During peak times both the ice cream parlour and snack bar in this area are open. The snack bar serves burgers/hot dogs, rolls on bacon and sausage, chips, and a selection of hot and cold drinks, all reasonably priced.
Additionally there is candy floss and slushies available seasonally
Our gift shop is located next to the ticket desk and stocks a range of cuddly toys, books, jewellery and lots of “pocket money” priced toys.
Within the main Zoo, located next to the picnic area, we have a fantastic outdoor kiddies play area, complete with the pirate ship from the old outdoor castle play area, swings, slides, teacups and more!
For a small charge of £1 a go, we have the additional rides of an animal train and go karts around a race track!
The operation of some rides is weather dependent. If this is a primary reason for your visit, please phone ahead to ask whether the rides will be open: 01506 870000.
There is a large, free car park with plenty of room for coaches and mini buses. You are free to come and go to the car park from the zoo during the day, but please keep your ticket to hand.
Our ticket desk is located just inside the main entrance to the Zoo.
Here you can purchase your Zoo tickets, as well as Handling Session tickets (£2 per person) and Feed the Lemurs tickets (£5 per person).
It is best to purchase these additional tickets as soon as you arrive to ensure you get the times you want! Unfortunately none of these sessions can be booked in advance.
We accept card payments, although there is no cashback facility on site.



Opened in December 2014 by Angela Constance MSP, the Lost Kingdom is a fantastic temperature-controlled area displaying a host of species, from small tortoises and insects to the large crocodilians and snakes.
This is a superb representation of animal groups from around the world in rainforests and other tropical environments. Entering a walkthrough area, you can experience a tropical climate, and see iguana, tortoise, birds and our leaf cutter ants at their feeding station.

These ants have a trail from this walthough area, high up through the Conservation Room and into their enclosure where they build their nest and farm their own food – they don’t eat the leaves, they use them to cultivate food!
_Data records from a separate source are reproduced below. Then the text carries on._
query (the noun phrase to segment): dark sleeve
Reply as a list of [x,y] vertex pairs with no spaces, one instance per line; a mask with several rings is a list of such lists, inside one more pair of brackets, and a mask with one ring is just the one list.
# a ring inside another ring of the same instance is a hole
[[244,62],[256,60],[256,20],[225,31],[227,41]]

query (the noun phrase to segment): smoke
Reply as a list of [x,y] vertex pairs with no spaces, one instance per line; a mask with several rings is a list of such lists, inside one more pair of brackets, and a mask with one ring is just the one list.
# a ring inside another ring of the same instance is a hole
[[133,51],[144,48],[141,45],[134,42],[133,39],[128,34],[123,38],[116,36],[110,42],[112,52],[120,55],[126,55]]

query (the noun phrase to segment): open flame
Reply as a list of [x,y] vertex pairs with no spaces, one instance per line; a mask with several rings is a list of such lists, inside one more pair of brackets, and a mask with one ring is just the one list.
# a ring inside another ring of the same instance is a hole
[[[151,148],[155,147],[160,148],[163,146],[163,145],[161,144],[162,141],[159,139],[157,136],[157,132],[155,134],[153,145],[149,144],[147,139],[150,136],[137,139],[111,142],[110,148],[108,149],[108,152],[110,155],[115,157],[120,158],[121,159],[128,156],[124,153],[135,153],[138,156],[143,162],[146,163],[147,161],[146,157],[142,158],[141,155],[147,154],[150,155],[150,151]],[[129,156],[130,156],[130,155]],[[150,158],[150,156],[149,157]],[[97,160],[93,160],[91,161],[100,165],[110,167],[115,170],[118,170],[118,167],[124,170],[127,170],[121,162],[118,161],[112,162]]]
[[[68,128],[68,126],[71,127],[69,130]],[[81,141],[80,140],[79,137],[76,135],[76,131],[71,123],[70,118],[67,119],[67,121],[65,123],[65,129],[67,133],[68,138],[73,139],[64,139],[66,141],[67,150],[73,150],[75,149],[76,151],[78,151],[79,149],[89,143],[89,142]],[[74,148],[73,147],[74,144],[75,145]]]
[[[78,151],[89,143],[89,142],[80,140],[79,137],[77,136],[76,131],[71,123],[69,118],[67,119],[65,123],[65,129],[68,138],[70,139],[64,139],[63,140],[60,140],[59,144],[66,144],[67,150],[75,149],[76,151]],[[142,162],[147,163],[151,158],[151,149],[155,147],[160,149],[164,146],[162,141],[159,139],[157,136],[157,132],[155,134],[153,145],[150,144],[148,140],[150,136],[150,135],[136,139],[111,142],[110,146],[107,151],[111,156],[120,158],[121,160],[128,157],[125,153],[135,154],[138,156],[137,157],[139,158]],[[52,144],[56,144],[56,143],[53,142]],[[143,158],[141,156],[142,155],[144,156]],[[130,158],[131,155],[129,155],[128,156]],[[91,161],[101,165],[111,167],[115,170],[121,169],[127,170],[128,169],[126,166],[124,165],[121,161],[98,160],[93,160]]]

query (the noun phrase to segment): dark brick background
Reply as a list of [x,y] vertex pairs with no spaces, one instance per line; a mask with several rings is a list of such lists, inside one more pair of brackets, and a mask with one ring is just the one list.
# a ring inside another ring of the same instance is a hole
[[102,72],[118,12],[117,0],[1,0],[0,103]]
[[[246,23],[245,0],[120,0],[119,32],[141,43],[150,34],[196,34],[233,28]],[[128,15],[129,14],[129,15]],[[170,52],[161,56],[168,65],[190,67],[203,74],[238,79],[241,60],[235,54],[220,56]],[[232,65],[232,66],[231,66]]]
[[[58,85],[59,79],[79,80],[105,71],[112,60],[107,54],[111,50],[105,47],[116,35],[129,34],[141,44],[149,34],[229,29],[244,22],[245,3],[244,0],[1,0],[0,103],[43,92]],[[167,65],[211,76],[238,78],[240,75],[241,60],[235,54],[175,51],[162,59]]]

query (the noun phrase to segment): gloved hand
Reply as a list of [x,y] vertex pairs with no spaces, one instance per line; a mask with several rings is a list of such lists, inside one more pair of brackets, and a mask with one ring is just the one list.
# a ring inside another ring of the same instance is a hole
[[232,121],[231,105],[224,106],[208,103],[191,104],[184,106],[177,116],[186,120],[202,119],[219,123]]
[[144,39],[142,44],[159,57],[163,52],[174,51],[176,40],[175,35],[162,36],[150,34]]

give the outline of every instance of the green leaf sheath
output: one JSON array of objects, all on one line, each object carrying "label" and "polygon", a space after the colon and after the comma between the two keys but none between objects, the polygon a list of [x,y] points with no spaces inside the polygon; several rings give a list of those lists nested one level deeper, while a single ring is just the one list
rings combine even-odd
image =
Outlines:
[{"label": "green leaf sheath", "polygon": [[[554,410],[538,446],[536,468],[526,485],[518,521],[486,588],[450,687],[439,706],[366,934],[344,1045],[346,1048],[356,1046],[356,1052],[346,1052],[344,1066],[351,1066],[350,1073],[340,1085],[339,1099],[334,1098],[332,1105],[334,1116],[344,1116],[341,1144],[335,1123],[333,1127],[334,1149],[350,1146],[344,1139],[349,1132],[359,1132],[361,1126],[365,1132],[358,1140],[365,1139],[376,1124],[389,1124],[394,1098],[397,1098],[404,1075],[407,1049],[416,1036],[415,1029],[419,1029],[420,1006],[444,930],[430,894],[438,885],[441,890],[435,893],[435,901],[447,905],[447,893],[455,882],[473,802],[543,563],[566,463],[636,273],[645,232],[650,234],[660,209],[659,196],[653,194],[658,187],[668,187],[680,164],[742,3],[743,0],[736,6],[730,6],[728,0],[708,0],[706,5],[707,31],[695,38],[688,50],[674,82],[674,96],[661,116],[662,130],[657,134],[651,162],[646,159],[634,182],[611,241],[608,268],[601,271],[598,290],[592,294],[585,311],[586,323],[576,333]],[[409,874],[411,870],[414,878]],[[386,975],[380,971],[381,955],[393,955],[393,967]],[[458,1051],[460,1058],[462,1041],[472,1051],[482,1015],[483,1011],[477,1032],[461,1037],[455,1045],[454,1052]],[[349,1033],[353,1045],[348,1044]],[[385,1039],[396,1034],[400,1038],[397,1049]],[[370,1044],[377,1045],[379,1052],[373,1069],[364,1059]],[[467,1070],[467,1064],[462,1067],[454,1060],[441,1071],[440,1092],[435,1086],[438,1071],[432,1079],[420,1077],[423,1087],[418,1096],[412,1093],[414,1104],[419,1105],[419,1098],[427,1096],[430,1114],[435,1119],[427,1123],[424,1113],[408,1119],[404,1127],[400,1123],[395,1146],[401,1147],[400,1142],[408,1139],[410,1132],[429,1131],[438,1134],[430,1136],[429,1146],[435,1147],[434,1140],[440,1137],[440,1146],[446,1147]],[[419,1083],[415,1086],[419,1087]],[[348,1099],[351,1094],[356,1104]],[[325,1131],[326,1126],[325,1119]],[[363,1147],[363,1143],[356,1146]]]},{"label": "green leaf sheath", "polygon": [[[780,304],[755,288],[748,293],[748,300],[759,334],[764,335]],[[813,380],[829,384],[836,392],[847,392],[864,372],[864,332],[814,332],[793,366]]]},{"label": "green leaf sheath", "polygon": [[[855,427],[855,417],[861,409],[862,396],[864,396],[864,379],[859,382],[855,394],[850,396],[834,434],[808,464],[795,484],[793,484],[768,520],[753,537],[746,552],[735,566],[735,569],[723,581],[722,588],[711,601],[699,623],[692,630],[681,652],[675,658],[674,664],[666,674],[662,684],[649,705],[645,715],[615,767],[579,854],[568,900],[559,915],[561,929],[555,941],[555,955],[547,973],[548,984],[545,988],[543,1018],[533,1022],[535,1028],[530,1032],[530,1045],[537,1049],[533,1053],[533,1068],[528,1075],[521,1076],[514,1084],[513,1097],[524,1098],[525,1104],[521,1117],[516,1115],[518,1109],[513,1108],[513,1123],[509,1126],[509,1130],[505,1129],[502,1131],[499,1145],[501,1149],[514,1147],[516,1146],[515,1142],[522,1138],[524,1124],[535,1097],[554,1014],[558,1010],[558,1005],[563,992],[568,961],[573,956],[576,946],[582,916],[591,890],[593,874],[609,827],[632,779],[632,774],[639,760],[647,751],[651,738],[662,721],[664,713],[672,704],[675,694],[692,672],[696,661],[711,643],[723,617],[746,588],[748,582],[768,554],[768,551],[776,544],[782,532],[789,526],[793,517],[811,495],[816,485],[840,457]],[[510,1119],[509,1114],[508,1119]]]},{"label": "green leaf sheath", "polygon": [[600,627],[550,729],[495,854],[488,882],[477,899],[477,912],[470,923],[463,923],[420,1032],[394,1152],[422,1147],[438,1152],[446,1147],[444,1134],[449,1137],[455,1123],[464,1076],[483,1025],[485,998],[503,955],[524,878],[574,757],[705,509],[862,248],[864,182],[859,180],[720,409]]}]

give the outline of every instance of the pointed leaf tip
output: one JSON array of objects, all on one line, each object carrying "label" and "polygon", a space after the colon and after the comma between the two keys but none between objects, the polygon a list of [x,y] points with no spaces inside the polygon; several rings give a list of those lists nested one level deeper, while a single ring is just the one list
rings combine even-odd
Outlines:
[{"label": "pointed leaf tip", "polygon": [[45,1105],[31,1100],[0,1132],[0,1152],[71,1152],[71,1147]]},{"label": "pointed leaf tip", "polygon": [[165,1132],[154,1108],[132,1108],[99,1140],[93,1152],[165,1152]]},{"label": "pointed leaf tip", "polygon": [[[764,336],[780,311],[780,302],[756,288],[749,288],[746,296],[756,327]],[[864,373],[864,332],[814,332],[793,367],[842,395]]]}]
Look out for them!
Linked with our education booklets which cover topics related to the Curriculum for Excellence, we are proud to offer educational services to young people, and the Lost Kingdom provides a unique learning experience outside of the classroom.
The Lost Kingdom is an incredible new building which followed from the devastating fire in 2013 which completely destroyed the previous tropical house. Amazingly, the crocodiles survived the fire and can now be seen proud in the Lost Kindom near to our other crocodilians, the American alligators and spectacled caiman.

A memorial garden within the zoo is in dedication to the beloved animals that were lost in 2013, but will never be forgotten.


Enjoy a wander through the Birds of the World Aviary and get up close to a whole host of different birds.
In this walkthrough aviary, you could see the Sacred Ibis, Little Egrets, Crested Cranes, and Weaver Birds. There’s also the Bald Ibis, Glossy Starlings, White-cheeked Turaco, and Lilac Breasted Roller to keep an eye out for too. Plus, the various duck species living here are often seen around the pond, including Cape Teal and White-faced Whistling Ducks.

The aviary is a truly inspirational experience for your senses, meeting some of the winged characters of Five Sisters Zoo up close and personal.


During your walk around inside you may choose to take a moment to sit and enjoy the birds flying and calling around you, making use of the comfortable wooden seating.

When we went it was raining but we still had a great time and managed to get some really good pictures.


I loved the ‘Castle Garden’. It like a petting zoo and you can get in with almost all of the animals.


I had a lot of fun at the meerkat enclosure. There are very vocal, friendly and come right up to the glass to see you.


They are so much fun.


And the birds that share the meerkat enclosure (I don’t recall what specias) where very curious to get close to you.


I had a great time and hope to go again.